“Not finding new moons or rings present is a bit of a scientific surprise to most of us,” Stern said. “But as a result, no engine burn is needed to steer clear of potential hazards. We presented these data to NASA for review and received approval to proceed on course and plan. We are ‘go’ for the best of our planned Pluto encounter trajectories.”

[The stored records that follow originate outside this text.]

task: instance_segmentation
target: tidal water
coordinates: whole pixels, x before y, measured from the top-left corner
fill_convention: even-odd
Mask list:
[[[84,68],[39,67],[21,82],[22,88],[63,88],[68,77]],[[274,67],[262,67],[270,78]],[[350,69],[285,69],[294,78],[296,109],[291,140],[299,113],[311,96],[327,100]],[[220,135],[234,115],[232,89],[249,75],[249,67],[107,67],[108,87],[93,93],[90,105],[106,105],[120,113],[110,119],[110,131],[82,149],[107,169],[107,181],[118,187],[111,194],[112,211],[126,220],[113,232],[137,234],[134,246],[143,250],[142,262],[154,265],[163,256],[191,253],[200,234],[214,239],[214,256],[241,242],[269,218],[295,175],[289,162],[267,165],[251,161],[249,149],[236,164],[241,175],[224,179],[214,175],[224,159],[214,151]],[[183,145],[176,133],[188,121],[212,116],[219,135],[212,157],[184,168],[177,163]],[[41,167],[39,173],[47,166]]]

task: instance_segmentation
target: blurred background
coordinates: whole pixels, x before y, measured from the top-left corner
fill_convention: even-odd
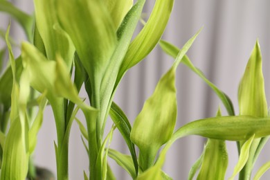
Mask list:
[[[17,7],[29,14],[33,13],[32,0],[12,0]],[[147,1],[144,12],[147,15],[154,1]],[[257,39],[261,47],[263,71],[268,102],[270,102],[270,1],[267,0],[176,0],[171,19],[163,38],[179,48],[200,28],[203,30],[188,53],[190,60],[206,76],[224,91],[232,100],[238,114],[237,88],[246,64]],[[149,15],[149,14],[148,14]],[[6,30],[9,18],[0,13],[0,27]],[[141,28],[138,26],[138,30]],[[17,44],[25,39],[21,28],[12,21],[12,37]],[[4,42],[0,42],[3,47]],[[19,47],[15,48],[16,54]],[[133,123],[144,101],[152,93],[161,76],[170,67],[173,59],[159,47],[139,64],[132,68],[120,84],[115,101],[123,109]],[[177,127],[194,120],[215,116],[220,105],[224,107],[213,91],[190,69],[180,65],[177,75],[178,120]],[[84,92],[81,96],[85,97]],[[82,121],[83,116],[79,116]],[[109,120],[108,127],[111,124]],[[35,155],[36,163],[56,172],[53,141],[56,132],[52,111],[47,108],[44,124],[38,134]],[[167,155],[163,169],[174,179],[187,179],[192,165],[200,156],[205,138],[189,136],[177,141]],[[237,161],[237,151],[234,142],[227,142],[229,165],[226,179],[233,173]],[[70,147],[70,179],[83,179],[83,170],[88,169],[88,159],[83,147],[80,133],[74,123]],[[120,134],[115,132],[111,147],[128,153]],[[263,163],[270,161],[269,143],[262,150],[255,164],[253,174]],[[110,161],[117,179],[129,179],[129,176],[116,163]],[[269,179],[270,173],[262,179]]]

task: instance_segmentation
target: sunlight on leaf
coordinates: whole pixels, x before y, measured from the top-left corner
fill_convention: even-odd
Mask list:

New Horizons formed a hazard analysis team in 2011 after the discovery of Pluto’s fourth moon, Kerberos, raised concerns the cratering of these moons by small debris from the outer area of the solar system known as the Kuiper Belt could spread additional hazardous debris into New Horizons’ path. Mission engineers retested spare spacecraft blanketing and parts back on Earth to determine how well they would stand up to particle impacts, and scientists modeled the likely formation and locations of rings and debris in the Pluto system. By the time New Horizons’ cameras were close enough to Pluto to start the search last month, the team had already estimated the chances of a catastrophic incident at far less than 1 percent.
The images used in the latest searches that cleared the mission to stay on its current course were taken June 22, 23 and 26. Pluto and all five of its known moons are visible in the images, but scientists saw no rings, new moons, or hazards of any kind. The hazards team determined that satellites as faint as about 15 times dimmer than Pluto’s faintest known moon, Styx, would have been seen if they existed beyond the orbit of Pluto’s largest and closest moon, Charon.

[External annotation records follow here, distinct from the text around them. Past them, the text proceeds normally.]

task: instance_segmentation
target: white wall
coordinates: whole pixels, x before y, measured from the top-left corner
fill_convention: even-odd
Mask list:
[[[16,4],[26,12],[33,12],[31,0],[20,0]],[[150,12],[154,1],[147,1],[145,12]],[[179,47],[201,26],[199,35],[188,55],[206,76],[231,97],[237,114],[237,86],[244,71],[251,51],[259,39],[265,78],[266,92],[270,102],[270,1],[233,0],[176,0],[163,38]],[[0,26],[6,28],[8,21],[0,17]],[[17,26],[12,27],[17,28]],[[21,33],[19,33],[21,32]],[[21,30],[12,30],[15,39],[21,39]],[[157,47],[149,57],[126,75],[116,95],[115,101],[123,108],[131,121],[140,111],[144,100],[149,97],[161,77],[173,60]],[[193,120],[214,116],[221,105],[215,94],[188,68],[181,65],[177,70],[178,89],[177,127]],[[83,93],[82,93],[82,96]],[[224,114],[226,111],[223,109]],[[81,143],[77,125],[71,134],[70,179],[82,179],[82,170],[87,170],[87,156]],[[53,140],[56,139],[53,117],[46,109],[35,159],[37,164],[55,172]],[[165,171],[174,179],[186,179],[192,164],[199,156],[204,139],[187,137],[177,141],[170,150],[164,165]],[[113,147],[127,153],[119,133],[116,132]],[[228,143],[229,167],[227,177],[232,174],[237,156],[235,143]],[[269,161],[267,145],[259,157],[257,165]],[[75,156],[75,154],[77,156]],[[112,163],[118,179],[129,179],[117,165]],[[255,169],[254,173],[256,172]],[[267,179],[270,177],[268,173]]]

If any rings do exist, the hazard team determined they must be extremely faint, reflecting less than one 5-millionth of the incoming sunlight.
“The suspense — at least most of it — is behind us,” says John Spencer of SwRI, who leads the New Horizons hazard analysis team. “As a scientist, I’m a bit disappointed that we didn’t spot additional moons to study, but as a New Horizons team member I am much more relieved that we didn’t find something that could harm the spacecraft. New Horizons already has six amazing objects to analyze in this incredible system.”
While the lack of new moons was unexpected, finding frozen methane on Pluto's surface was not. Earth-based astronomers first observed the chemical compound on the distant planet in 1976.
“We already knew there was methane on Pluto, but these are our first detections,” said Will Grundy, the New Horizons Surface Composition team leader with the Lowell Observatory in Flagstaff, Arizona. “Soon we will know if there are differences in the presence of methane ice from one part of Pluto to another.”
Methane is an odorless, colorless gas that is present underground and in the atmosphere on Earth. On Pluto, methane may be primordial, inherited from the solar nebula from which the solar system formed 4.5 billion years ago. Methane was originally detected on Pluto’s surface by a team of ground-based astronomers led by New Horizons team member Dale Cruikshank, of NASA’s Ames Research Center, Mountain View, California.